Crunching data on older 4U systems

Maritime · Nov 22, 2016

Hi guys,

First of all, I’m new to this forum and in server/HPC environment. I will be grateful for any suggestions and comments to my dilemmas on my enthusiastic project for which I hope will became interesting to clients. So far it is completely on my budget and in ‘hobby’ surrounding. Also, sorry for length of post

Problem I am dealing with is processing of raw files of about 2-4GB in a projects that initially were up to 20-80GB in size. After initial setup, processing of project of this size would on i7 4790k computer with SSD, 4 cores+HT last about 10-20h. Processing is done through approx. 50 subroutines of which 25 are highly parallel (all 8 logical cores run at 100%). Only about 10 subroutines are absolutely not parallel. Regarding time allocation, parallel subroutines consume about 60-80% of total project time. Each core needs max 2-2,5GB of RAM for calculation. Windows environment.

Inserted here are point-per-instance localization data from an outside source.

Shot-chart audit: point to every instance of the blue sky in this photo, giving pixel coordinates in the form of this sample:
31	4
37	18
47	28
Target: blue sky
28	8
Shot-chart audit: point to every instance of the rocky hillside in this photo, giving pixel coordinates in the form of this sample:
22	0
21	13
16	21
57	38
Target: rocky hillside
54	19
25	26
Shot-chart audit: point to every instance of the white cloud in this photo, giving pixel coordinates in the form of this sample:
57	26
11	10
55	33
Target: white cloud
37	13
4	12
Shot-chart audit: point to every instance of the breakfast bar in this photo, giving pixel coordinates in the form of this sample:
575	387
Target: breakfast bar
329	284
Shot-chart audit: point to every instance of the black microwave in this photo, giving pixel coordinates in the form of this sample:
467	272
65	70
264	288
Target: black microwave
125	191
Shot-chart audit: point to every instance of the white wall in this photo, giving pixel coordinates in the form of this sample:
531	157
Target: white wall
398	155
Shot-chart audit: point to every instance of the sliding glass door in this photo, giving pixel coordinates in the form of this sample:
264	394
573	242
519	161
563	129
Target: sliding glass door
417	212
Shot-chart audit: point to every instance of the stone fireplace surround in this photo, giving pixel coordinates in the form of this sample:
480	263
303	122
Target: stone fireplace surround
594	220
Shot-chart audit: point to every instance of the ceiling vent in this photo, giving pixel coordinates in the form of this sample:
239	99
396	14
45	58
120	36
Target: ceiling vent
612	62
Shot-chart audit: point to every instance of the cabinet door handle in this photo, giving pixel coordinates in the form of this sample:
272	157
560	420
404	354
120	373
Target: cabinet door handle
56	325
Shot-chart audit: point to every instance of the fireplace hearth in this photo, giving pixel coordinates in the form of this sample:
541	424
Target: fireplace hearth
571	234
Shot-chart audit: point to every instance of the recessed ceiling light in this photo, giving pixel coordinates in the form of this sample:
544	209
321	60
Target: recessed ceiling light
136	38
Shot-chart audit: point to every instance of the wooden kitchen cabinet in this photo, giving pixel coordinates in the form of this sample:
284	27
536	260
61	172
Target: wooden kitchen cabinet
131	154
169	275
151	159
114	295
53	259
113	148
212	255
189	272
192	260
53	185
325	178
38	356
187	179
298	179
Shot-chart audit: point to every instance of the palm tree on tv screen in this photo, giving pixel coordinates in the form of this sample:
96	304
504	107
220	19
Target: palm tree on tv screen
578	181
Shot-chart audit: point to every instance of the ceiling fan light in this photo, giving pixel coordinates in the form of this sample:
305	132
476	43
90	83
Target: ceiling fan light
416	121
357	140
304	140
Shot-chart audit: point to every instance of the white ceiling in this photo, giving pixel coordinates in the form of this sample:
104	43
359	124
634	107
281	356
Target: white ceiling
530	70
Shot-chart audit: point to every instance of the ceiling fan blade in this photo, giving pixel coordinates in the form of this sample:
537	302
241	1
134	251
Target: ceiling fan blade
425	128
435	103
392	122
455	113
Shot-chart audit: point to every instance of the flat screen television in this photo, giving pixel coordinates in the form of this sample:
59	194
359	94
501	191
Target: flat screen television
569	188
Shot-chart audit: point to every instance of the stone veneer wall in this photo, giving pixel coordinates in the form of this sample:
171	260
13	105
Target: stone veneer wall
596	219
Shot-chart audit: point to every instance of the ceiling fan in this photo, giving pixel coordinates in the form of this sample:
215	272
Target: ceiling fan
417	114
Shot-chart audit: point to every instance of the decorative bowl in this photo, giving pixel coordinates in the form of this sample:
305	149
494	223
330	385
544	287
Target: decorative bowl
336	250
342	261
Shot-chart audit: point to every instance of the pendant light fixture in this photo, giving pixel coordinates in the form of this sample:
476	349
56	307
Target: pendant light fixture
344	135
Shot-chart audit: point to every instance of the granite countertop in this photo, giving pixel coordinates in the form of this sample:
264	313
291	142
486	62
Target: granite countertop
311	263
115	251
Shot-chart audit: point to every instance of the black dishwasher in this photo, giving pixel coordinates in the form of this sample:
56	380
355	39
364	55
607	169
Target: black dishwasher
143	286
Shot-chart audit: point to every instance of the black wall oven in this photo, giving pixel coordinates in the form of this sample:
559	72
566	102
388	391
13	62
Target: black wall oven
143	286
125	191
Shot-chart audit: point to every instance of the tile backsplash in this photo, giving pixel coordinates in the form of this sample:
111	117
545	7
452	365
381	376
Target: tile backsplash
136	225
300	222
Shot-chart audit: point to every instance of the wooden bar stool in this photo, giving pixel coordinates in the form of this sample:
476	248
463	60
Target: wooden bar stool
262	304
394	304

Initial files are during processing joined and separated into smaller files which are then used for statistical analysis. Each raw file is separated to about 400-800 files (depending on project setup and initial file size). Replacing HDDs with SSDs showed dramatic time reduction. Upon project completion, initial size of data is 2-2,5x bigger. When processed, whole project can be moved to ‘standard’ PC for statistical analysis and visualization.

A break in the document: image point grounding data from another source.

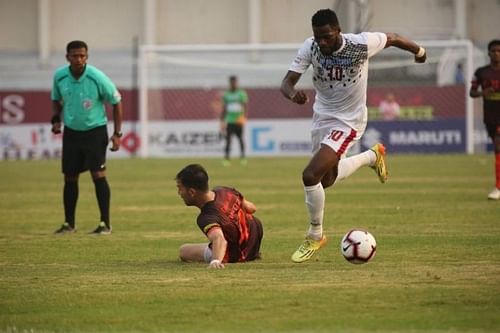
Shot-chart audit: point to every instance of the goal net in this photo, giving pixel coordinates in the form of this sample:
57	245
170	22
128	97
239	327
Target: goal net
180	89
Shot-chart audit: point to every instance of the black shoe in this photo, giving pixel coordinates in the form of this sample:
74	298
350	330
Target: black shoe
102	229
65	229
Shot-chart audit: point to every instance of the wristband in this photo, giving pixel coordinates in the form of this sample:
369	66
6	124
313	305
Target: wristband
420	53
55	119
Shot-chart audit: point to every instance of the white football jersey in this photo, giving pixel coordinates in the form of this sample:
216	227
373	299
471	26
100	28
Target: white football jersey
340	79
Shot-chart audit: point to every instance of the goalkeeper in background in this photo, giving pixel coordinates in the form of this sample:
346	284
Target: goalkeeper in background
340	73
233	118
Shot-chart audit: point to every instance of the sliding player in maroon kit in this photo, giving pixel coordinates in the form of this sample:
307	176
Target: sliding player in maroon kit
488	79
226	218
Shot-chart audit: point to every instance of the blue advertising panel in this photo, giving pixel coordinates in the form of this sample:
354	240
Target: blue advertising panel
436	136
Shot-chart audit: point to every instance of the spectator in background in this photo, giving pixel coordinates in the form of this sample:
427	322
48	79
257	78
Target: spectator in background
486	84
389	108
79	92
340	77
233	118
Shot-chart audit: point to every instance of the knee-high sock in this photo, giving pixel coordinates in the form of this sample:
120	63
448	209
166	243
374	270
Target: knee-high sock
103	194
70	197
347	166
497	169
315	202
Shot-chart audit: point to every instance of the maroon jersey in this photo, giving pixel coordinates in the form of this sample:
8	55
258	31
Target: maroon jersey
242	231
487	77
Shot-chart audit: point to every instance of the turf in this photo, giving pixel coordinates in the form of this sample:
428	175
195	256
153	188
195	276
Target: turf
437	267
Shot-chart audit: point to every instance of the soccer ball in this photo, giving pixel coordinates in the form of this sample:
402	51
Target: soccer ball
358	246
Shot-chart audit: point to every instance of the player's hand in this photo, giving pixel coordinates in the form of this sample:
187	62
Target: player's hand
216	263
115	141
300	97
56	128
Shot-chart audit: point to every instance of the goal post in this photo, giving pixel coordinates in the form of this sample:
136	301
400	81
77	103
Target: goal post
180	88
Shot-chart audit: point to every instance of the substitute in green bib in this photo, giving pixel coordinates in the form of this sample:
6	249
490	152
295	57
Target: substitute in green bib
79	94
233	118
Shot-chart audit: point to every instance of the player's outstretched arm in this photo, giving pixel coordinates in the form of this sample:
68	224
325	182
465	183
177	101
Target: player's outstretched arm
394	39
249	206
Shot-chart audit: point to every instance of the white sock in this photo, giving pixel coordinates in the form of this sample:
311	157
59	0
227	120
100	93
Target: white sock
347	166
315	202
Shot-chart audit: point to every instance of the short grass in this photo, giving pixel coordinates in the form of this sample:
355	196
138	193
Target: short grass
437	268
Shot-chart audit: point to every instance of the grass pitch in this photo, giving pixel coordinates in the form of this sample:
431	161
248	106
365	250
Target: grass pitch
437	267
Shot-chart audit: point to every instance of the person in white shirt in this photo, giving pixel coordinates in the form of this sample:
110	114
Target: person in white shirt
389	107
340	74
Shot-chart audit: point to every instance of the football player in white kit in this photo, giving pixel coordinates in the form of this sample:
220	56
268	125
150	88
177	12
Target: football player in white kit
340	65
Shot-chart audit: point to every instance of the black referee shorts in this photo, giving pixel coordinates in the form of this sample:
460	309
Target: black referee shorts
84	150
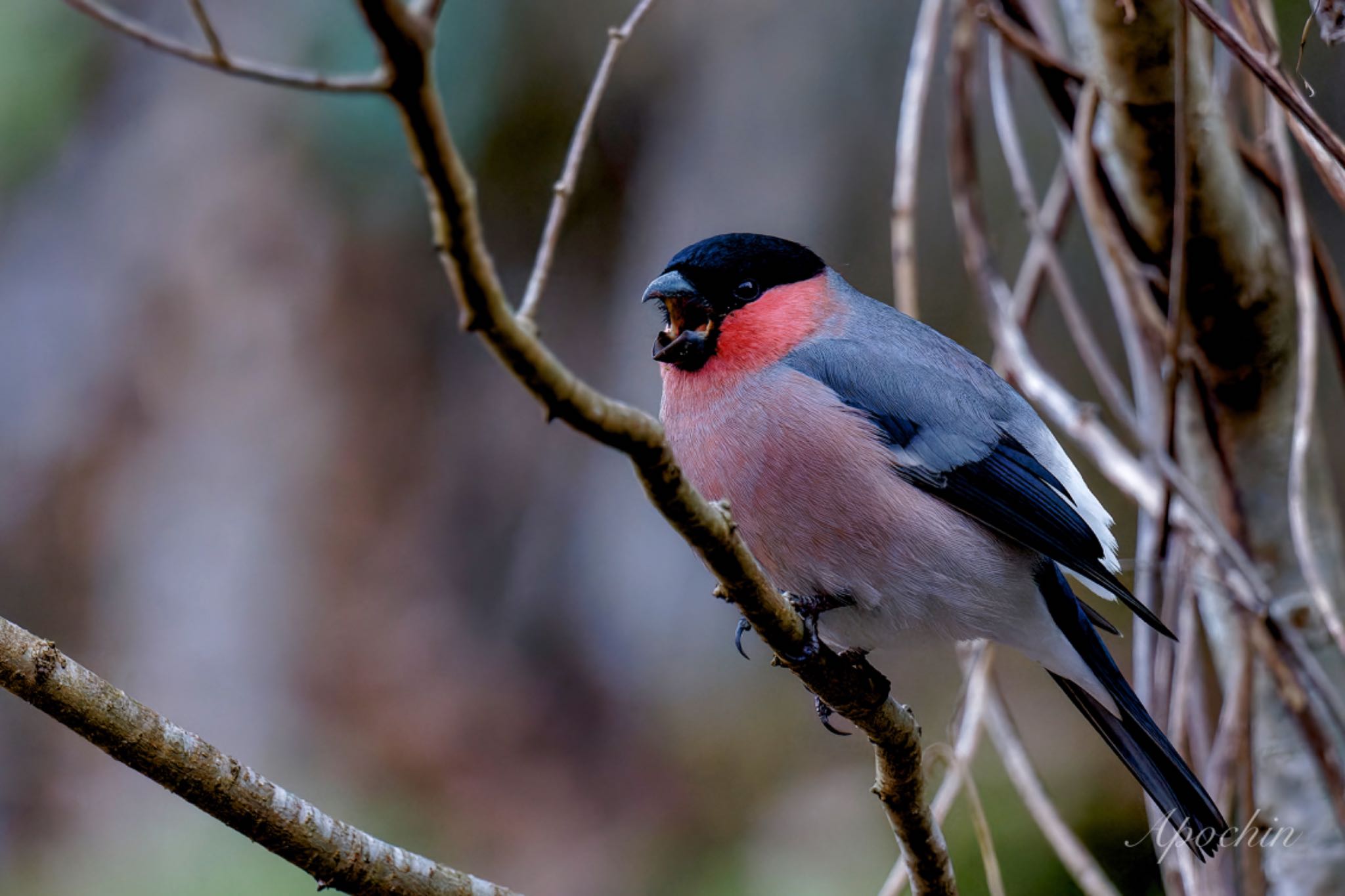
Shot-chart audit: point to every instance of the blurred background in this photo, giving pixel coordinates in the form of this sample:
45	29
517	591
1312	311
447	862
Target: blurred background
252	472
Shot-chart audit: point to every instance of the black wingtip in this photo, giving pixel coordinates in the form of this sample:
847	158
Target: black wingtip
1106	580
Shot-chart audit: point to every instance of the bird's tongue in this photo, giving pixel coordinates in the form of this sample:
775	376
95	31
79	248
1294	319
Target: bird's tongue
686	345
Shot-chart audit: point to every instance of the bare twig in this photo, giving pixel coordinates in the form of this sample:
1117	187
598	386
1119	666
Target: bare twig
1025	42
1090	350
977	664
335	853
564	188
1306	301
1072	853
981	824
1051	226
1232	725
849	685
208	30
915	97
215	60
1274	79
1298	704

Idea how to speed things up is to purchase used 4U server (such as HP DL580 – cheapest one or some DELL/IBM) with E7-4870 processors and 256 GB RAM. New fast NVMe SSD would be perfect EXCEPT (as much as I know) they can’t fit into this generation of 4U servers. In addition, new projects could easily be 1TB in size (meaning min 2TB of disk what is too expensive if PCI SSDs are considered). Therefore, I think that RAID 0 with standard 500GB SSD would be excellent replacement (each project upon analysis is completely removed so potential errors would be noticed immediately). Going into newer series of processors would be too expensive. Using cheaper than E7-4870 processors would be counterproductive because speed and number of cores are important.

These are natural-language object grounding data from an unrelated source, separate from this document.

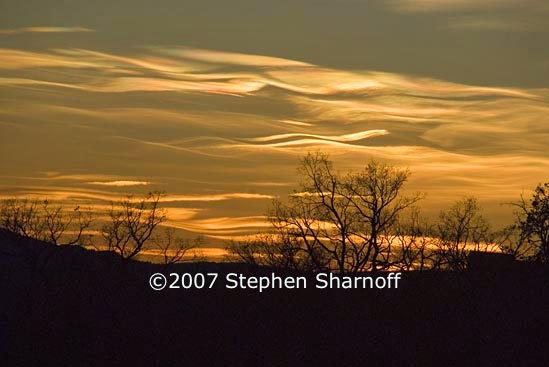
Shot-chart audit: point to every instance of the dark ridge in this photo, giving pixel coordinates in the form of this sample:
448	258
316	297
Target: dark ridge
66	306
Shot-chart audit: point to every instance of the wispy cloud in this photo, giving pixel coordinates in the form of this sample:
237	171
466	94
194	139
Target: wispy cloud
120	183
213	127
44	30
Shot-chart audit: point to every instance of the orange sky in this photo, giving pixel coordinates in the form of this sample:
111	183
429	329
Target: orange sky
220	126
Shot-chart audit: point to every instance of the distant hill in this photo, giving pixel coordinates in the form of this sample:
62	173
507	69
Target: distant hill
67	306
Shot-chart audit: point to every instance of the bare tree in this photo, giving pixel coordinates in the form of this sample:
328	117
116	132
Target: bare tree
41	220
414	245
532	221
172	248
462	228
132	224
273	251
338	220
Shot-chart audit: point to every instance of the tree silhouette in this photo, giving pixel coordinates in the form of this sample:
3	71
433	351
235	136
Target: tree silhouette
39	219
462	228
132	224
533	221
338	221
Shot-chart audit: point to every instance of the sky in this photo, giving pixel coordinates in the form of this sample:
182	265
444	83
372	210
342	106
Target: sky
215	101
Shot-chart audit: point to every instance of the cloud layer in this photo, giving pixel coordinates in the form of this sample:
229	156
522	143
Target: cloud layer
222	132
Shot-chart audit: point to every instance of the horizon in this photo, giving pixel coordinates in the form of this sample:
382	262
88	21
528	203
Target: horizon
95	108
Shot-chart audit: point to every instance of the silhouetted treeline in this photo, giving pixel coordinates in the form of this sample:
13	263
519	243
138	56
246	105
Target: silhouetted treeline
354	222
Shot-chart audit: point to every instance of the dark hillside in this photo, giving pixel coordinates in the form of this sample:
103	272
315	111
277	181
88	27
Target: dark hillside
66	306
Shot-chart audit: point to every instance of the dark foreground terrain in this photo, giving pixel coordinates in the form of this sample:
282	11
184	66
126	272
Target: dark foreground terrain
72	307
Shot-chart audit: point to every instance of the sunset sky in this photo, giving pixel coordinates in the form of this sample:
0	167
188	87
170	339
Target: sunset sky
215	102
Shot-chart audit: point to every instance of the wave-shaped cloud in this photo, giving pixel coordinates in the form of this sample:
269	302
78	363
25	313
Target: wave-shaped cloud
45	30
212	127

Additional thing that I would like to take care of is possibility to buy identical 4U server in future and work on project with ‘double’ processing power. I’ve read that IBM is with it's InfiniBand capable of doing so but since HP is much cheaper, is it possible to use DL580 in same combination? Does that mean that 2 servers could work on 1 dataset even without RAID 0 on both units (which would be perfect)?

Loudness and power consumption in this stage is not a problem, I have extra room for it and would connect to it through remote desktop.

How to (wisely) start with this project? Budget could be up to 2500EUR in start. I was even thinking about Xeon Phi but software is not written for it and would not benefit from it.

Thx for reading and commenting!

Patrick · Nov 22, 2016

I think you are right on the Xeon Phi not being optimized.

Infiniband is certainly an inexpensive option and you can use IB to get a high bandwidth/ low latency network for a second server.

On the NVMe side there are PCIe add in cards that can fit easily into existing servers. It is the U.2 form factor that can be a challenge. The other advantage of NVMe is latency which will be much better than SATA SSDs.

I would imagine optimization of the software would have the biggest impact. When I hear of people getting a 3x performance boost, it is usually software tweaks.

I also think that going quad (older generation) E7 would be less desirable than newer generation E5 V3's.

Blinky 42 · Nov 22, 2016

How much profiling of the software have you been able to do, and was it something built in-house or a 3rd party product? Do you have insight into what the process/algorithm is doing to be able to tell what the limiting factors are? The more you know about the way the data is processed, the working set size at each step of the process and the mix of IO vs CPU wait the better you will be able to build a box optimized for the processing within budget.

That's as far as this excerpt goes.